Nothing gives a journalistic story more (apparent) credibility than a battery of statistics skillfully deployed. But in a society in which numerical skills are sorely lacking, are journalists giving us numbers we can rely on?

In A Mathematician Reads the Newspaper (BasicBooks, 1995), John Allen Paulos takes lazy reporters to task for underachieving mathematically and thereby reinforcing cultural bias and amplifying public ignorance of important issues. For example, he debunks claims that “blacks in New York City vote along racial lines more than whites do”: “The evidence cited was that 95 percent of blacks voted for (black) mayor David Dinkins, whereas only 75 percent of whites voted for (white) candidate (and victor) Rudolph Giuliani. This assertion failed to take into account, however, the preference of most black voters for any Democratic candidate. Assuming that 80 percent of blacks usually vote for Democrats and only 50 percent of whites usually vote for Republicans, one can argue that only 15 percent of blacks voted for Democrat Dinkins based on race and that 25 percent of whites voted for Republican Giuliani based on race.”

Paulos warns that supposedly scientific pollsters are also likely to feed erroneous numbers to a gullible public (via our snoozing watchdogs of the press). He notes that stories about a 1993 Roper poll suggested that nearly a quarter of Americans doubted the reality of the Holocaust, but it turned out that the figure was a consequence of a badly worded question: “Rephrased, the question elicited the less distressing information that only 1 percent of Americans thought that it was ‘possible [that] … the Nazi extermination of Jews never happened.'”

Confusing correlation with causation is a common error, Paulos cautions. “Studies have shown repeatedly, for example, that children with longer arms reason better than those with shorter arms, but there is no causal connection here. Children with longer arms reason better because they’re older! Consider a headline that invites us to infer a causal connection: Bottled water linked to healthier babies. Without further evidence, this invitation should be refused since affluent parents are more likely both to drink bottled water and to have healthy children.”

Our big fears are sometimes statistical small potatoes. Paulos suggests casting numbers in a new light to provide fresh perspective. In contrast to the plane crashes that disproportionately dominate the front page, he notes, cigarette smoking kills 400,000 Americans annually–the equivalent of three fully loaded jumbo jets crashing each and every day of the year.

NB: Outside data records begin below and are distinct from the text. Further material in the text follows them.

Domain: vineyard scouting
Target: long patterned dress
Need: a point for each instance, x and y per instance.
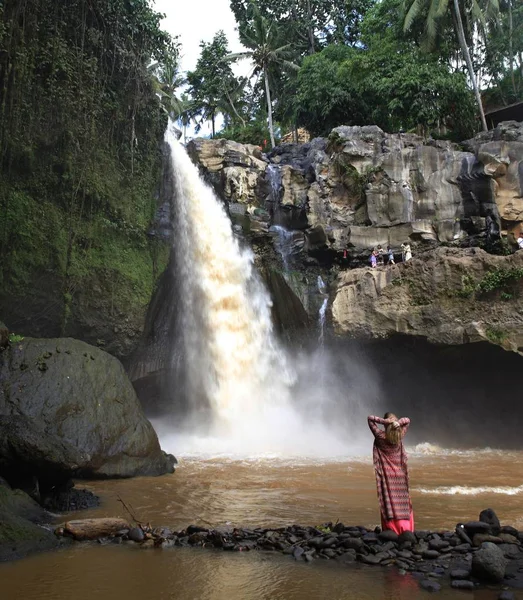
(392, 478)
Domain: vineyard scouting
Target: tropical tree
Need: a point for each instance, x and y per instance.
(211, 81)
(269, 54)
(436, 11)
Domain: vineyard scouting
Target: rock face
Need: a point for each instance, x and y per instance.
(448, 295)
(81, 401)
(363, 187)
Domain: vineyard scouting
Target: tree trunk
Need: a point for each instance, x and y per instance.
(92, 529)
(468, 61)
(269, 106)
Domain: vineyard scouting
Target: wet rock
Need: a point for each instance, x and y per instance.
(86, 405)
(489, 563)
(508, 538)
(489, 516)
(354, 544)
(438, 544)
(479, 538)
(369, 559)
(429, 585)
(510, 550)
(460, 574)
(474, 527)
(388, 536)
(462, 584)
(136, 534)
(430, 554)
(462, 534)
(510, 530)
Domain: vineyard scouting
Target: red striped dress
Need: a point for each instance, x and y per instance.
(392, 478)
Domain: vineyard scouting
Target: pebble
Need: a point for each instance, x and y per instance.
(462, 584)
(429, 585)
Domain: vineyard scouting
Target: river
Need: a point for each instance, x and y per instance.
(447, 487)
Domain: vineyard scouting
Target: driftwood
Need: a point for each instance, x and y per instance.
(93, 529)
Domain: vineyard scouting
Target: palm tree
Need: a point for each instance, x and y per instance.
(435, 11)
(264, 40)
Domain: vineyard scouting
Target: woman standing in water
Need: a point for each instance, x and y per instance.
(392, 476)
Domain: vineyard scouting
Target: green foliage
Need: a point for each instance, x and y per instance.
(14, 338)
(388, 84)
(212, 83)
(80, 127)
(500, 279)
(496, 335)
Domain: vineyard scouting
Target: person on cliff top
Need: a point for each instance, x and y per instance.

Math properly employed can help journalists shed light on environmental topics, medical reports, and economists’ claims. In the wrong hands, though, it merely clouds the issues. And it seems to be in the wrong hands much of the time. One reason may be widespread misunderstanding of what math is. Paulos cites five major misconceptions: that mathematics is essentially a matter of computation, is strictly hierarchical, is without narrative, is only for the elite, and numbs one to the aesthetic and sensual aspects of life.

Paulos rightly emphasizes the ultimate responsibility of reporters and their readers to put things in their proper context–and do the math–particularly in our increasingly irrational age. Unfortunately, his book isn’t always as careful as he wants journalists to be: It’s loosely written and here and there carelessly argued, even though he gets the numbers right.

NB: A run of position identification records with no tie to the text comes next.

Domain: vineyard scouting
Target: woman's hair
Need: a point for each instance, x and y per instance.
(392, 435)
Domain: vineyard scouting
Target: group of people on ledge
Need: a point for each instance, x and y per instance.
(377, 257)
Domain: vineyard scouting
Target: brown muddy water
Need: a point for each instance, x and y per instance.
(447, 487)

Not knowing enough is one problem. Knowing too much can amount to the same thing–as demonstrated in Who We Are (Random House, 1995), a revised and updated portrait of America based on the latest U.S. census. New York Times columnist Sam Roberts takes the statistics out for a spin, but the net effect is information overload. To be sure, the clear, broad strokes are there: the population continues to migrate west and south; immigration is booming, swelling the ranks in California, Texas, and Florida; the rich get richer, the poor get poorer, the middle class is contracting, and racial minorities are suffering disproportionately.

Roberts does his best to keep things lively with fun facts–“More households owned three vehicles than one”–and of course facts that are less fun: “More Americans now work selling goods in wholesale and retail than in actually manufacturing goods . . . Marriage rates in the U.S. are actually among the world’s highest. But so are divorce and remarriage rates . . . The number of mobile homes grew [in the 1980s] by 60 percent to [constitute] more than one in seven of the nation’s residences.” Which goes to show that certain numbers can be startling and eloquent, even in the midst of a statistical avalanche.